A number of companies make resistors with a very high temperature coefficient; when too much current is passed through them, they heat up to the point that their resistance increases substantially. When no more current is flowing through them, they cool down and the resistance returns to normal.
types of FETs have two additional useful properties: (1) they have very low resistance until the current through them reaches a "pinch-off" value, whereupon they will current-limit; (2) the pinch-off current drops with temperature.

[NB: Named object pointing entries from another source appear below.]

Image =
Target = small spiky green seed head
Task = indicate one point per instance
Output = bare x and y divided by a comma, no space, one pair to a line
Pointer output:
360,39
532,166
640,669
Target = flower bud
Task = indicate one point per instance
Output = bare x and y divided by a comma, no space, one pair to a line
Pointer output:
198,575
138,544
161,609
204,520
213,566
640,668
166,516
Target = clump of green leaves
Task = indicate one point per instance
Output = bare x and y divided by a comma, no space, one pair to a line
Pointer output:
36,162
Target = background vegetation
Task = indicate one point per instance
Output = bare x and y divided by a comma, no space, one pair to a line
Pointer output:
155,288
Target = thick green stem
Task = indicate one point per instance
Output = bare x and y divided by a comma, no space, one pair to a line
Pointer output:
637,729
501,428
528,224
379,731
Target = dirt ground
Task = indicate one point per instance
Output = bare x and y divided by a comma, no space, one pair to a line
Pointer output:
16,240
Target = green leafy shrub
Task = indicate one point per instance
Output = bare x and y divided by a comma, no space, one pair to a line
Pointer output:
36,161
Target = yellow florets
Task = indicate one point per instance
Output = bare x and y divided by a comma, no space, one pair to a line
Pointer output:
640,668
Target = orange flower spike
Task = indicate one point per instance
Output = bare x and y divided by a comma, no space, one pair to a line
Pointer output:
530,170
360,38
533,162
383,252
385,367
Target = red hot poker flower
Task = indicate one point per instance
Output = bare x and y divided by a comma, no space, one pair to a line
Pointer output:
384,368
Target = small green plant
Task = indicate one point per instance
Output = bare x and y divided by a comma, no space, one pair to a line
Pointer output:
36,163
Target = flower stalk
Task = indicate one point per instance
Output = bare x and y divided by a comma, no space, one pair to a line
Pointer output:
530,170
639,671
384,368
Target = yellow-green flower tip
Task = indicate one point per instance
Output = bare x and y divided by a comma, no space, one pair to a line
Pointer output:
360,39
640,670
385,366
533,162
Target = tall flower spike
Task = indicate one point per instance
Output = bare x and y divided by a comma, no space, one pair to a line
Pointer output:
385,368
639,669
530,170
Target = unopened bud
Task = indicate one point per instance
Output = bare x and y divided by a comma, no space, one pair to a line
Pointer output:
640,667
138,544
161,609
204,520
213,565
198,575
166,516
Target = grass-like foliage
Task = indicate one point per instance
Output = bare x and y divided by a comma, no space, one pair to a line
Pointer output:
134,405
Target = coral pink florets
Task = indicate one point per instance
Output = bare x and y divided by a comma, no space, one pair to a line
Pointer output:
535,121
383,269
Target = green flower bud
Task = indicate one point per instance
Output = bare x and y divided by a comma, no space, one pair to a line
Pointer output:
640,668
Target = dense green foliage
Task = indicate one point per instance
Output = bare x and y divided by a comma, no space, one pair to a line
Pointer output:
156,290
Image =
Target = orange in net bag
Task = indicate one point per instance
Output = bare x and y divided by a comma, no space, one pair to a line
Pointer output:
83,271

If one could construct a module with a JFET or similar device combined with a thermally-sensitive resistor and possibly a couple other components, it should be possible to arrange it so that it would pass currents below the threshhold with minimal voltage drop (and thus minimal heat dissipation). When an over-current condition occurred, the device would heat up and reduce its pinch-off current to the point that the device could sustain a voltage drop without overheating to the point of destruction. As with a polyfuse, removing current would allow the device to cool down and return to normal.
This device would have two main advantages over existing "self-resetting fuses":
-1- Existing SRF's tend to have very "mushy" performance curves. The amount of current required to make the device trip out in one second in a cold environment is much greater than the amount of current the device can pass continuously in a hot environment without eventually heating up enough to trip. Because the FET-o-matic fuse would have minimal resistance as long as current remained below the pinch-off point, there would be less difference between the "quick trip" and "never trip" current levels.
-2- Existing SRF's provide limitted short-circuit protection: a 250mA SRF may conduct many amps for a few ms before tripping. The FET-o-matic unit, by contrast, would never pass more than a certain level of current. The amount of power dissipated in the FET-o-matic fuse may be very great under short-circuit conditions (e.g. a fuse that limits current to 4 amps on a 40-volt circuit would generate 160 watts of heat) but if it was properly designed it would only generate this much heat until the substrate reached a temperature sufficient to force a cut-out.